Whole-body (WB) arginine–nitric oxide (NO) metabolism during l-arginine and saline (control)–pretreated hyperdynamic endotoxemia. Data are presented as medians ± interquartile ranges. A: WB arginine appearance in control (unshaded bars) and l-arginine–supplemented (shaded bars) animals. The data were assessed for variance homogeneity and normality by using Levene's test and the Komolgorov-Smirnov test, after which the data were analyzed by using a linear mixed-model analysis (PG < 0.0001, PT = 0.9, PT×G = 0.3). B: WB arginine de novo synthesis (PG = 0.006, PT = 0.2, PT×G = 0.08). C: WB NO synthesis (PG = 0.001, PT = 0.7, PT×G = 0.01; significant difference at 0 h, P = 0.007). D: WB citrulline appearance (PG = 0.8, PT = 0.5, PT×G = 0.1). *Estimates of fixed effects indicate significant differences between groups at individual time points (P < 0.01). PG, difference between groups (l-arginine treatment); PT, difference over time (endotoxin infusion); PT×G, time × group interaction.

FIGURE 3

Hepatosplanchnic flow and nitric oxide (NO) production during l-arginine and saline (control)–pretreated hyperdynamic endotoxemia. Data are presented as medians ± interquartile ranges. A: Portal-drained viscera (PDV) flow in control (unshaded bars) and l-arginine–supplemented (shaded bars) animals (PG = 0.002, PT = 0.9, PT×G = 0.8). B: Liver flow (PG = 0.01, PT = 0.06, PT×G = 0.6). C: Hepatic artery flow (Hep. Art; PG = 0.03, PT = 0.09, PT×G = 0.04). D: NO flux in the PDV (PG = 0.004, PT = 0.2, PT×G = 0.002). E: NO flux in the liver (PG = 0.3, PT = 0.4, PT×G = 0.02).
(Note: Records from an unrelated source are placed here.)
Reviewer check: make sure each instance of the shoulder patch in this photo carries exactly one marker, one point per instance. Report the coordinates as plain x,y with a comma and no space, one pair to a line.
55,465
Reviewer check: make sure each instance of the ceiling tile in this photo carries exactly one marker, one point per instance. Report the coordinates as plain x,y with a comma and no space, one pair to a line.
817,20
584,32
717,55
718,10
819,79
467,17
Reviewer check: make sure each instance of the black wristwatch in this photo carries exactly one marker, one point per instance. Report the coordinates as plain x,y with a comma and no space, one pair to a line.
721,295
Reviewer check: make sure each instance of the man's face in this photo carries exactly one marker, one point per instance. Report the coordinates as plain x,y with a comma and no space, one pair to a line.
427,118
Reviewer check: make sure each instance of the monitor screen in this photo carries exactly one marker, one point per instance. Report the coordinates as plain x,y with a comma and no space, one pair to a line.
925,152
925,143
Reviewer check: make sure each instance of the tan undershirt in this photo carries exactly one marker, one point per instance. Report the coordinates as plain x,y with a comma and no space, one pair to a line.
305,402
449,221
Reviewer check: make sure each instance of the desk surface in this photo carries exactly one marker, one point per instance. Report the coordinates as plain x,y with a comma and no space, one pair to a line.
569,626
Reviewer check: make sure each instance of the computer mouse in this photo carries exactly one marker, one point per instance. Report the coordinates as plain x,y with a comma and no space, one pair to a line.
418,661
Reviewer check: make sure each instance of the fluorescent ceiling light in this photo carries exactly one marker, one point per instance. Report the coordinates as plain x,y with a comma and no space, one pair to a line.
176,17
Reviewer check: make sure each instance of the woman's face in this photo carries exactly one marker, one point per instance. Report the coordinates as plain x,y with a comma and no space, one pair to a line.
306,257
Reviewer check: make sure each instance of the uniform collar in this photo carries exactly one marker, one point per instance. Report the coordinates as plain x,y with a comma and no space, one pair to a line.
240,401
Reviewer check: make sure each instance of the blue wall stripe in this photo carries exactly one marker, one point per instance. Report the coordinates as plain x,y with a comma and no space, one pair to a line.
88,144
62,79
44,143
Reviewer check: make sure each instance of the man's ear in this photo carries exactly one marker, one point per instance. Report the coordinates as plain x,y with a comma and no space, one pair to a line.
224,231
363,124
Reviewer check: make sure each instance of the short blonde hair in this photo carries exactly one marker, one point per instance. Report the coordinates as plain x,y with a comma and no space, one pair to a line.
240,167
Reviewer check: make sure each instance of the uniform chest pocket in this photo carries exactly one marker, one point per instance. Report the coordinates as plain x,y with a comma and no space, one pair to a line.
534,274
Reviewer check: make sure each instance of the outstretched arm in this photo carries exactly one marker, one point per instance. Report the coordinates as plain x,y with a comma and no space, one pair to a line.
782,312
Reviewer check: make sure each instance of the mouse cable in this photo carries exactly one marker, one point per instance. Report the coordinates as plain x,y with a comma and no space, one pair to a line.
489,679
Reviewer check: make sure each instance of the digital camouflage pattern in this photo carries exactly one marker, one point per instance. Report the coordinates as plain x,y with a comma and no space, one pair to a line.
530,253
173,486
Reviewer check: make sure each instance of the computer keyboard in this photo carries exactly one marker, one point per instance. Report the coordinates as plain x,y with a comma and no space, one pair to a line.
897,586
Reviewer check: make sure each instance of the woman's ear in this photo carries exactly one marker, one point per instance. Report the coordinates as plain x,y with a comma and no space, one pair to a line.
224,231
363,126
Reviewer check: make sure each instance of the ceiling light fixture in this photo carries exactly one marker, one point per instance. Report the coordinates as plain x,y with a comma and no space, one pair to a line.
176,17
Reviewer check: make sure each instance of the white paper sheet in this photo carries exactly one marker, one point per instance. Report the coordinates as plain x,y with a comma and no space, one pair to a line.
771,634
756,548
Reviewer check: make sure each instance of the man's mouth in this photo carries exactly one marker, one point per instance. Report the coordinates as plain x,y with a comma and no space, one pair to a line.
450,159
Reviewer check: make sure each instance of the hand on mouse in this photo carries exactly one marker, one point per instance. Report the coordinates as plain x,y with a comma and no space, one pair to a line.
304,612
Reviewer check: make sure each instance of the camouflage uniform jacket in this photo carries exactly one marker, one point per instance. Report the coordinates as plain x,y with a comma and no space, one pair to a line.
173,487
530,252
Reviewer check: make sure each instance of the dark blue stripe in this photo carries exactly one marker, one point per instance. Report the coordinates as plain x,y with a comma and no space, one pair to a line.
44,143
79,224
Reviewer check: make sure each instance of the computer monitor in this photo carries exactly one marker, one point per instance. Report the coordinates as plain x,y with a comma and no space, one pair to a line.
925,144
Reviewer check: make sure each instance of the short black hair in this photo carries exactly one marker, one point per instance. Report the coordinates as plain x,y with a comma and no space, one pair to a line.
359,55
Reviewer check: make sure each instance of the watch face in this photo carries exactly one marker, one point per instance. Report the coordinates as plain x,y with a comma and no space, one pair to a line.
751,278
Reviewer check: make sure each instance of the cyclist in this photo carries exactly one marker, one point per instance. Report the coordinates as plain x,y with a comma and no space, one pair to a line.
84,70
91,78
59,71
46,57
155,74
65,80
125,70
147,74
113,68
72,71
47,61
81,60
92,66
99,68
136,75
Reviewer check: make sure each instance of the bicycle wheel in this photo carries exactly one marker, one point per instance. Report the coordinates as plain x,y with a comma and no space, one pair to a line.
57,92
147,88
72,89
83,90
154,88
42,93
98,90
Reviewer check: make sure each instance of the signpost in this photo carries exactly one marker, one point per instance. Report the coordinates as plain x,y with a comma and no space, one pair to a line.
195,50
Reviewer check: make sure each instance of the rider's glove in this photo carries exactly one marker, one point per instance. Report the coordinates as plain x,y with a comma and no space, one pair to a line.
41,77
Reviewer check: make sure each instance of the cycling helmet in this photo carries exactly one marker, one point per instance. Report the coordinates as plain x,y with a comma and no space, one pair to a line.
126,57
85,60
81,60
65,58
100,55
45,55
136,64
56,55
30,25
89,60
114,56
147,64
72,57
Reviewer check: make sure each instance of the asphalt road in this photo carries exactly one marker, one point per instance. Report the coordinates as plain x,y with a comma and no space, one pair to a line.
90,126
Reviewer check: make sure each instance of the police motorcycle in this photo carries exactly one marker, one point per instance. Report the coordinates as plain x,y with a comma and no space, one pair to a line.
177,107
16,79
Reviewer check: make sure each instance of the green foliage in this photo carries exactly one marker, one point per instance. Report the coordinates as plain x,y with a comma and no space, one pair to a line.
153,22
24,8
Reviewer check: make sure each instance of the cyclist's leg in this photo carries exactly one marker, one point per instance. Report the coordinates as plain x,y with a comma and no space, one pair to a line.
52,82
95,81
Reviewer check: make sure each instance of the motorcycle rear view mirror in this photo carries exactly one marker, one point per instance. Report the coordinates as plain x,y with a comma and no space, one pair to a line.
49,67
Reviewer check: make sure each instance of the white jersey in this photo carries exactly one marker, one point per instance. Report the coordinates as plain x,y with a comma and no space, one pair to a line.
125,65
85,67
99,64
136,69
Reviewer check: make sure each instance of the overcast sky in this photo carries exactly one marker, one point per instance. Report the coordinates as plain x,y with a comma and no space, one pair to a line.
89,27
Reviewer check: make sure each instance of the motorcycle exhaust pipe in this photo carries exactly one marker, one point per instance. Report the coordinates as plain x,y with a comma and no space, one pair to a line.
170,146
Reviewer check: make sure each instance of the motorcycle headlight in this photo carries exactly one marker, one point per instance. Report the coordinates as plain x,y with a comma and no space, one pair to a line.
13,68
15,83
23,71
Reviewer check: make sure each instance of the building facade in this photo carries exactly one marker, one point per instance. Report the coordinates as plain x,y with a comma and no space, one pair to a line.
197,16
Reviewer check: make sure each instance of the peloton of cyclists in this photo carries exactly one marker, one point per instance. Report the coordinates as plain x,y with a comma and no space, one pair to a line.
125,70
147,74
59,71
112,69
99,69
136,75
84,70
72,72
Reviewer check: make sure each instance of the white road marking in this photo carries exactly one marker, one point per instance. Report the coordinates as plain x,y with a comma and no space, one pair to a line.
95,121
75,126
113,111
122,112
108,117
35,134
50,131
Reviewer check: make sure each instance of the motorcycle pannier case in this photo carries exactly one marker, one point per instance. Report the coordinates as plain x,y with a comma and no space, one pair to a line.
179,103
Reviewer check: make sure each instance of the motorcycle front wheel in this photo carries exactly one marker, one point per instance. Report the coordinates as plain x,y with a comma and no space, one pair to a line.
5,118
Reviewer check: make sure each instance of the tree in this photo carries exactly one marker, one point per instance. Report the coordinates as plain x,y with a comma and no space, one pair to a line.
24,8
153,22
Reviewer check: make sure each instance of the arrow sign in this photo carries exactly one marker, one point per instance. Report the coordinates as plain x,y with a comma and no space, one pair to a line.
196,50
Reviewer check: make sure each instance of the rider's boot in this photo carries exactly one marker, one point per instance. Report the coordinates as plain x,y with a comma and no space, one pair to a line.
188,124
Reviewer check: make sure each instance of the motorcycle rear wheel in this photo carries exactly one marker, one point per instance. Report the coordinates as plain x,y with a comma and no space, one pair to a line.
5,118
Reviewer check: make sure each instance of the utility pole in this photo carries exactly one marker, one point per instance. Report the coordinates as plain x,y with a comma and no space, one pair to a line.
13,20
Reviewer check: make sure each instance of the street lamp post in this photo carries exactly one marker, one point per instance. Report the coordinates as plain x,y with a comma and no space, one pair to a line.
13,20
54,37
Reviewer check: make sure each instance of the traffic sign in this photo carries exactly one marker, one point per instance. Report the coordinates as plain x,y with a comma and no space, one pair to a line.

PG, difference between groups (l-arginine treatment); PT, difference over time (endotoxin infusion); PT×G, time × group interaction. *Estimates of fixed effects indicate significant differences between groups at individual time points (P < 0.01).

FIGURE 4

Mean (±SD) intramucosal jejunal partial pressure of carbon dioxide (PCO2) and arterial-jejunal pCO2-gap during l-arginine–pretreated hyperdynamic endotoxemia. A: Intramucosal pCO2 was significantly lower during endotoxemia in l-arginine–treated animals (▴) than in control animals (▪; PG < 0.0001, PT = 0.8, PTG = 0.2). B: Intramucosal minus arterial pCO2 (Pi-aCO2) was significantly lower in the l-arginine–treated animals than in control animals (PG = 0.02, PT = 1.0, PTG = 0.6). PG, difference between groups (l-arginine treatment); PT, difference over time (endotoxin infusion); PT×G, time × group interaction.